Die folgende Diskussion startete gleich mit dem Aufreger des Abends. Karl Müller, Gründer von Kybun, startete das erste Votum mit dem Satz «Ich versuche ruhig zu bleiben, es fällt mir aber schwer» und unterstrich seine Aussage sogleich. Es folgte ein Rundumschlag gegen die Gemeindeleitung, das Verfahren und die Berichterstattung der Thurgauer Zeitung sowie persönliche Angriffe gegen den anwesenden Redaktor ebendieser. Nachdem eine Ermahnung durch den Gemeindepräsidenten keine Wirkung zeigte, wurde ihm das Mikrofon abgestellt.

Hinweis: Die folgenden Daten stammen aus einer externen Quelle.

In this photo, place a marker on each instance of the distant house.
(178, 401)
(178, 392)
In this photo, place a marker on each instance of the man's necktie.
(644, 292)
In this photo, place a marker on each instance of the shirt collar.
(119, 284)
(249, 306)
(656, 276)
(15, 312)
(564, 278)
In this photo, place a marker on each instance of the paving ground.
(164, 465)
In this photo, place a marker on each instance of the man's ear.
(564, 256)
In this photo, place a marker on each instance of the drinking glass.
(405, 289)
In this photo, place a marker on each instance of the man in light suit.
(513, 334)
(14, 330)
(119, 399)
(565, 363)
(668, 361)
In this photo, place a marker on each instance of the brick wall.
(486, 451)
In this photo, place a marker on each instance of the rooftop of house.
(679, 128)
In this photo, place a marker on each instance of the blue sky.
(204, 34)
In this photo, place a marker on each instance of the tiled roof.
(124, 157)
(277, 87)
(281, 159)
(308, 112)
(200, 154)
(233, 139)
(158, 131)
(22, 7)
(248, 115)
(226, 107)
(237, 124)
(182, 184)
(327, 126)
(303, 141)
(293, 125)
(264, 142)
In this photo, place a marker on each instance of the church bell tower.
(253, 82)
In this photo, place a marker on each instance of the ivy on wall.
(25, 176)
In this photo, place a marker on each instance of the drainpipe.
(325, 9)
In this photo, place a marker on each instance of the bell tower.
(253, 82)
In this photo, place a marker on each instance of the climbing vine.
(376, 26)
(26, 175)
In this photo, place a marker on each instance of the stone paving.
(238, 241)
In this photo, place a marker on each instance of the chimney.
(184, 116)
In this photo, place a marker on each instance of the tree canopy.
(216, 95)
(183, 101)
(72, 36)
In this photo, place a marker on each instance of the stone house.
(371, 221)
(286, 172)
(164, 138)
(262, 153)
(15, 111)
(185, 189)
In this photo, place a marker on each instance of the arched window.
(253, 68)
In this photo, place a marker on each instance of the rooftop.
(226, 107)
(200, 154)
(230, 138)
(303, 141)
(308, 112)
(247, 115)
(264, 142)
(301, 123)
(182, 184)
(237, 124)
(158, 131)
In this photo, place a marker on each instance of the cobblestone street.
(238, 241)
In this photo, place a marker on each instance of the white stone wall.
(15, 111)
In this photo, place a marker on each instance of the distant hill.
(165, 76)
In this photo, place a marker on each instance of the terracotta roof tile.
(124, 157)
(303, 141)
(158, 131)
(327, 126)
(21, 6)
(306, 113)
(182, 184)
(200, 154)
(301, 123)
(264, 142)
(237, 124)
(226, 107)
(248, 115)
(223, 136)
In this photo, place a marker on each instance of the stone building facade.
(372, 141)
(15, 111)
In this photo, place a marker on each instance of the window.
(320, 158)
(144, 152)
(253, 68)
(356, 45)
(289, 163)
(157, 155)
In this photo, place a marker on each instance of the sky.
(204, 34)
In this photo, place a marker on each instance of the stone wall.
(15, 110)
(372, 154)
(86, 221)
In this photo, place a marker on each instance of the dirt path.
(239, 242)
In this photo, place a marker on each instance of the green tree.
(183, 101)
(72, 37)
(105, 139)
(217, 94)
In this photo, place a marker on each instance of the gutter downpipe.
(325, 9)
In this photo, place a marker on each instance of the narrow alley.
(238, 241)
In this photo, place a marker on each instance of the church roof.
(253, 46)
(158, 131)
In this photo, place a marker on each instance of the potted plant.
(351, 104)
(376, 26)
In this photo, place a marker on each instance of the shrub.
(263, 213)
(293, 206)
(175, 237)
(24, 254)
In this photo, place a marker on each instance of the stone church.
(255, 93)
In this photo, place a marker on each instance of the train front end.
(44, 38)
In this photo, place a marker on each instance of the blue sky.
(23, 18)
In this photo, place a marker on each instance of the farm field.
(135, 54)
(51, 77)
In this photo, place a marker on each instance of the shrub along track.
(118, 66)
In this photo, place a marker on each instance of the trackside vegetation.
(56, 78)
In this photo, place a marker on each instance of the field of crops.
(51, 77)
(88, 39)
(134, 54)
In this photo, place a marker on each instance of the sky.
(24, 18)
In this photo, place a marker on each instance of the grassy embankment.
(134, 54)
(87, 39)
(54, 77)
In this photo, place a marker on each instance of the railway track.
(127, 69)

Als auch dies die Stimmung nicht beruhigte, traten gleich drei Mitglieder des Gemeinderates Müller gegenüber und versuchten Ordnung in den Saal zurückzubringen. Gemeinderat Jürg Lengwiler fand dabei deutliche Worte: «Es ist kein privater Anlass hier» und «Jetzt wäre es besser, wenn du den Saal verlassen würdest.» Kurz darauf erlangte der Gemeinderat die Kontrolle über die Versammlung zurück und Karl Müller setzte sich sichtlich genervt, aber ruhig zurück auf seinen Platz.

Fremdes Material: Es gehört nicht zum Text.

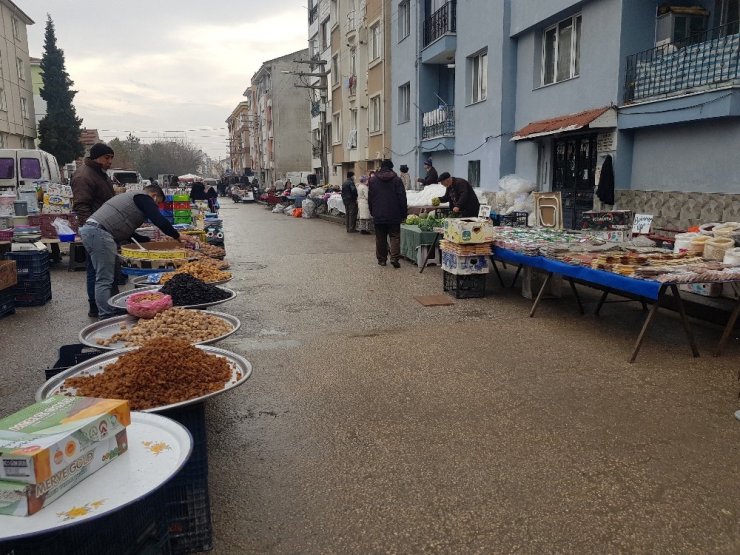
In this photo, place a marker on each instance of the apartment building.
(351, 116)
(279, 120)
(550, 89)
(240, 139)
(17, 117)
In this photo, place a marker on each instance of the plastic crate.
(30, 264)
(187, 493)
(71, 355)
(32, 293)
(465, 287)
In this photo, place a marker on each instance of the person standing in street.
(431, 174)
(387, 203)
(349, 197)
(461, 196)
(405, 177)
(116, 222)
(91, 188)
(364, 220)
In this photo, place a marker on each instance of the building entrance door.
(574, 168)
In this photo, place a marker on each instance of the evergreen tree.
(59, 130)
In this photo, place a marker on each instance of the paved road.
(375, 425)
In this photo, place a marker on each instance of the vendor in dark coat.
(461, 196)
(387, 202)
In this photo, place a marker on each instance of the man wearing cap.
(431, 174)
(461, 196)
(387, 202)
(116, 222)
(91, 188)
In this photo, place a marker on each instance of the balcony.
(701, 62)
(438, 123)
(440, 23)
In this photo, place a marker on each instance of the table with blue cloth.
(412, 237)
(642, 290)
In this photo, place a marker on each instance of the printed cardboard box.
(21, 499)
(39, 441)
(468, 230)
(464, 265)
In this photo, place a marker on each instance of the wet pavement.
(375, 425)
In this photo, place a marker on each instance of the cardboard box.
(41, 440)
(8, 274)
(21, 499)
(464, 265)
(468, 230)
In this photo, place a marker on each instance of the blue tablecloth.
(640, 287)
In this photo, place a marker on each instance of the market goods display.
(185, 289)
(148, 304)
(204, 270)
(192, 326)
(161, 372)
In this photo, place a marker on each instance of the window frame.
(375, 46)
(404, 22)
(478, 83)
(404, 104)
(375, 105)
(574, 50)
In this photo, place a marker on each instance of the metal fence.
(438, 123)
(440, 23)
(701, 60)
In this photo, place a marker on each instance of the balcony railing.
(440, 23)
(438, 123)
(702, 60)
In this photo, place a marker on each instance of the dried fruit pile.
(159, 373)
(188, 290)
(192, 326)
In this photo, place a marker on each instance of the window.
(336, 126)
(30, 168)
(335, 70)
(375, 47)
(404, 20)
(474, 173)
(478, 77)
(561, 51)
(375, 114)
(404, 103)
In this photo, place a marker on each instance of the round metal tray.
(141, 281)
(119, 301)
(241, 370)
(107, 328)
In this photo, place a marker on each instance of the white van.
(19, 167)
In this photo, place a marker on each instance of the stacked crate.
(34, 280)
(466, 248)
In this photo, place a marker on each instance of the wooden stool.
(77, 257)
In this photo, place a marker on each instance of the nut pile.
(159, 373)
(191, 326)
(188, 290)
(205, 270)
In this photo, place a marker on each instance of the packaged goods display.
(185, 289)
(191, 326)
(160, 372)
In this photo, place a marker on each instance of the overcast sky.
(156, 66)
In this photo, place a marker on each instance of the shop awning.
(596, 118)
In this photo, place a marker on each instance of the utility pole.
(323, 87)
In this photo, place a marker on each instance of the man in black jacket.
(387, 202)
(349, 196)
(461, 196)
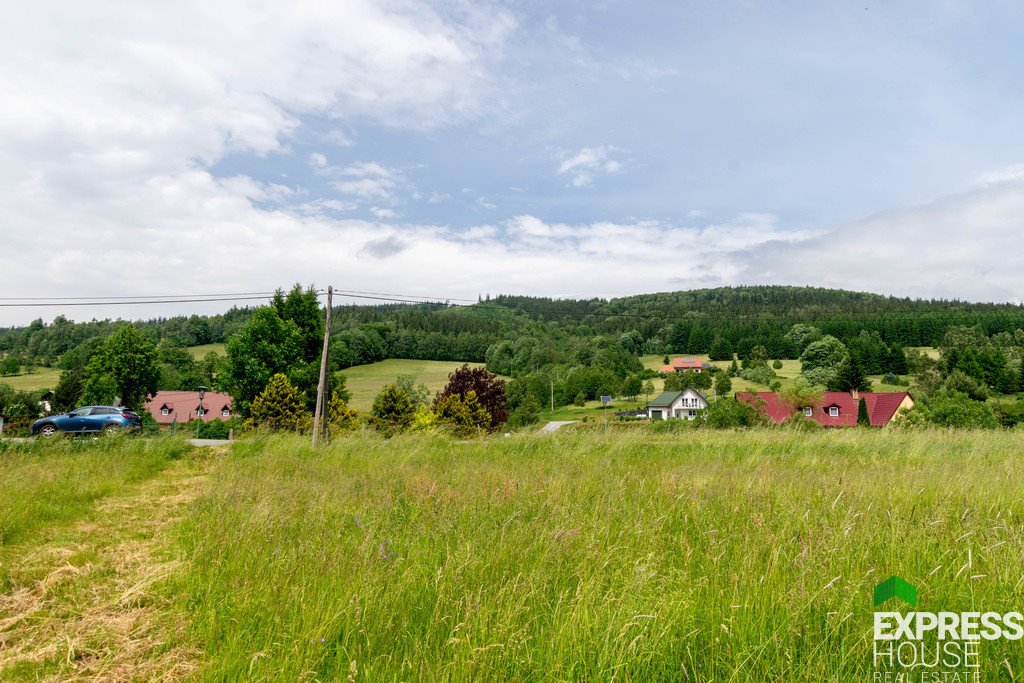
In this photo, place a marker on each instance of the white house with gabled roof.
(684, 404)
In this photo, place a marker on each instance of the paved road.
(194, 441)
(554, 426)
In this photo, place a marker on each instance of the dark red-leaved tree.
(488, 387)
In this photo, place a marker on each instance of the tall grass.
(725, 556)
(58, 480)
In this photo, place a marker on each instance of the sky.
(453, 150)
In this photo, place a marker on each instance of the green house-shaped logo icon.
(894, 587)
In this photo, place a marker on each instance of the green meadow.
(365, 382)
(704, 556)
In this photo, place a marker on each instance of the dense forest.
(561, 351)
(668, 323)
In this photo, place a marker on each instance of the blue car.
(88, 420)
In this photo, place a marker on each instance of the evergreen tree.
(850, 377)
(721, 349)
(279, 408)
(392, 411)
(648, 389)
(341, 418)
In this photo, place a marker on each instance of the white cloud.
(383, 213)
(338, 138)
(584, 165)
(967, 246)
(1013, 173)
(368, 180)
(113, 115)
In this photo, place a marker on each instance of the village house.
(683, 365)
(681, 404)
(168, 408)
(837, 409)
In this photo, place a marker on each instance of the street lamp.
(202, 392)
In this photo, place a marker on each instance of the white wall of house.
(686, 407)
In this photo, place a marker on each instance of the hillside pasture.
(199, 352)
(365, 382)
(42, 378)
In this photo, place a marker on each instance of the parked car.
(90, 419)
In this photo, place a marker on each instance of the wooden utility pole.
(318, 416)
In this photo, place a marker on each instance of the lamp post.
(202, 392)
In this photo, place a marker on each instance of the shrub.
(954, 410)
(526, 413)
(463, 416)
(759, 374)
(799, 422)
(730, 414)
(341, 418)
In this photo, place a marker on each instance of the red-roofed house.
(680, 365)
(169, 407)
(837, 409)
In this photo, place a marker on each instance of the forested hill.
(665, 323)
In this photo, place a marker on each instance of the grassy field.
(366, 381)
(200, 351)
(722, 556)
(43, 378)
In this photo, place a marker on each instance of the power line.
(7, 304)
(139, 296)
(402, 296)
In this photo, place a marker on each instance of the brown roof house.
(837, 409)
(171, 407)
(681, 365)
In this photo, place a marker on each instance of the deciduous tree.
(489, 390)
(126, 366)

200 Ja- zu 37 Nein-Stimmen

Anschliessend lief die Diskussion trotz grossen Meinungsdifferenzen gesittet ab. Einige würden auf dem Areal lieber eine öffentliche Begegnungszone sehen, andere zweifelten daran, dass eine Baurechtsnehmerin gefunden werden kann und nochmals andere sprachen sich für den Vorschlag des Gemeinderates aus. So auch Landwirt Peter Heinzelmann, der eine Weisheit aus seinem Beruf hervorbrachte: «Ein Bauer verkauft sein Land nie!» Kurz nach 22 Uhr zeigte sich schliesslich, was sich anhand der Applausverteilung während der Diskussion bereits abzeichnete. Mit 200 Ja- zu 37 Nein-Stimmen nahm die Gemeindeversammlung den Vorschlag des Gemeinderates überraschend deutlich an. Der Gemeinderat war sichtlich erleichtert ab dem Ergebnis und dem – im Vergleich zu vergangenem September – chaosfreien Verlauf des Traktandums, wäre er doch mit hunderten bereitliegenden Stimmzetteln für geheime Abstimmungen mit etwaigen Änderungsanträgen gewappnet gewesen.

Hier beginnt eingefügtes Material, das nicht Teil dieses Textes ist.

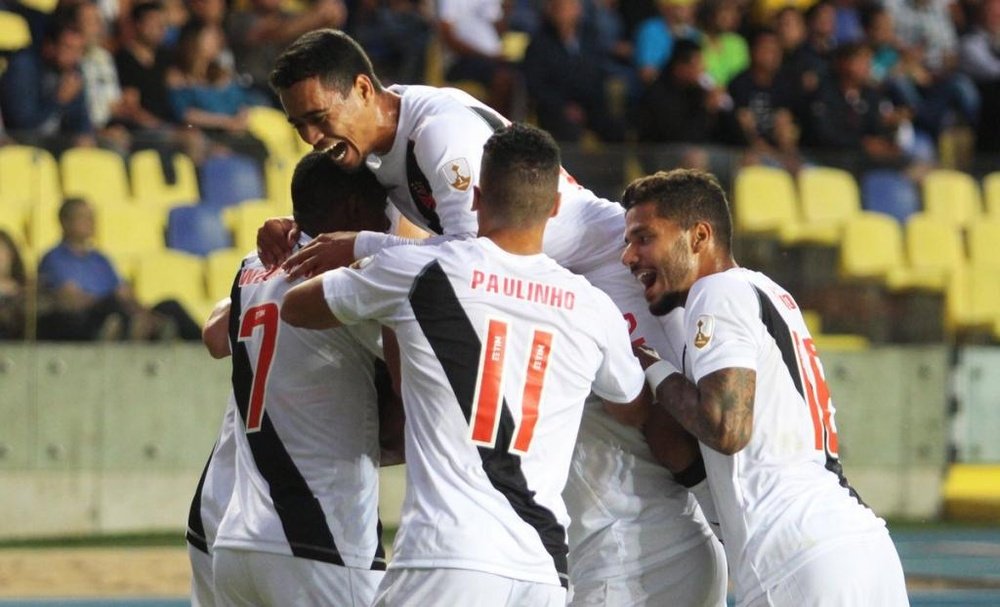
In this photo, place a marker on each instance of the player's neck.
(386, 120)
(516, 241)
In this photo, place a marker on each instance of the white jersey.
(490, 428)
(307, 450)
(434, 162)
(782, 499)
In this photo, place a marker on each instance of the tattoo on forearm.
(718, 411)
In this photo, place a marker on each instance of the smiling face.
(659, 254)
(343, 127)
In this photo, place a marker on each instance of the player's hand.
(275, 240)
(646, 355)
(325, 252)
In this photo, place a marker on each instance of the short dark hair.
(69, 205)
(328, 54)
(140, 10)
(326, 198)
(520, 174)
(686, 196)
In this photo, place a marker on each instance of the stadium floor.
(945, 567)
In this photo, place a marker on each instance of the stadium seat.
(889, 192)
(983, 240)
(829, 196)
(872, 251)
(150, 186)
(270, 126)
(128, 229)
(14, 32)
(230, 179)
(952, 196)
(991, 192)
(934, 246)
(98, 175)
(28, 176)
(278, 177)
(197, 230)
(243, 220)
(220, 270)
(764, 200)
(172, 275)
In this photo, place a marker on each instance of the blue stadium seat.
(197, 230)
(889, 192)
(231, 179)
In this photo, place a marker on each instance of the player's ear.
(555, 205)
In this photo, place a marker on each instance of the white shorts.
(202, 594)
(410, 587)
(248, 579)
(865, 572)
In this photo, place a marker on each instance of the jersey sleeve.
(619, 378)
(373, 289)
(721, 326)
(449, 150)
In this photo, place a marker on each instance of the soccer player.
(641, 535)
(499, 348)
(301, 526)
(751, 389)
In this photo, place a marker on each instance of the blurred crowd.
(777, 77)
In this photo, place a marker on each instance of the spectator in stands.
(395, 33)
(725, 51)
(565, 77)
(853, 116)
(204, 94)
(42, 94)
(471, 32)
(81, 297)
(13, 289)
(980, 59)
(763, 99)
(656, 37)
(680, 106)
(938, 95)
(259, 33)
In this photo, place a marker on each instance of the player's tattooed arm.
(718, 411)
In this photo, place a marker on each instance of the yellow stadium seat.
(872, 250)
(952, 196)
(126, 229)
(171, 275)
(28, 175)
(973, 299)
(244, 219)
(220, 270)
(98, 175)
(829, 196)
(44, 231)
(14, 32)
(271, 127)
(149, 185)
(764, 200)
(991, 192)
(983, 239)
(278, 182)
(933, 246)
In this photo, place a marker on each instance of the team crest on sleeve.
(705, 328)
(458, 174)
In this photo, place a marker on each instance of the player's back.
(307, 432)
(434, 163)
(498, 352)
(783, 497)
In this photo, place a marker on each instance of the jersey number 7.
(489, 386)
(266, 317)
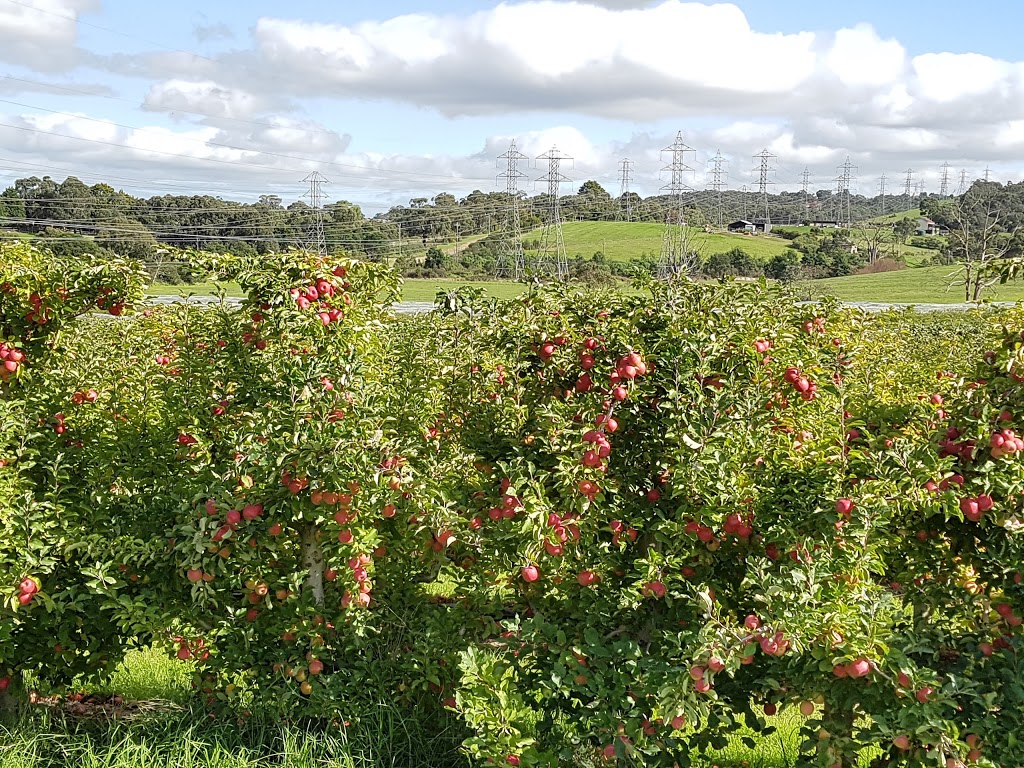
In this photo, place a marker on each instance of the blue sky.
(240, 98)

Baurechtsvertrag an der GV

Der Gemeinderat kann sich nun auf die Suche nach einer geeigneten Baurechtsnehmerin begeben. Gemeindepräsident Kevin Länzlinger unterstrich die Absicht, ein Projekt für altersgerechte und bezahlbare Wohnungen zu suchen. Das Ziel sei, bis 2027 Ergebnisse vorstellen zu können und anschliessend an einer weiteren Gemeindeversammlung einen fertigen Baurechtsvertrag zur Genehmigung vorzulegen. Wenn der Gemeinderat aber keine passende Baurechtsnehmerin findet, wird sich die Gemeindeversammlung wohl erneut mit der Frage «Wie weiter im Dorfzentrum?» auseinandersetzen müssen.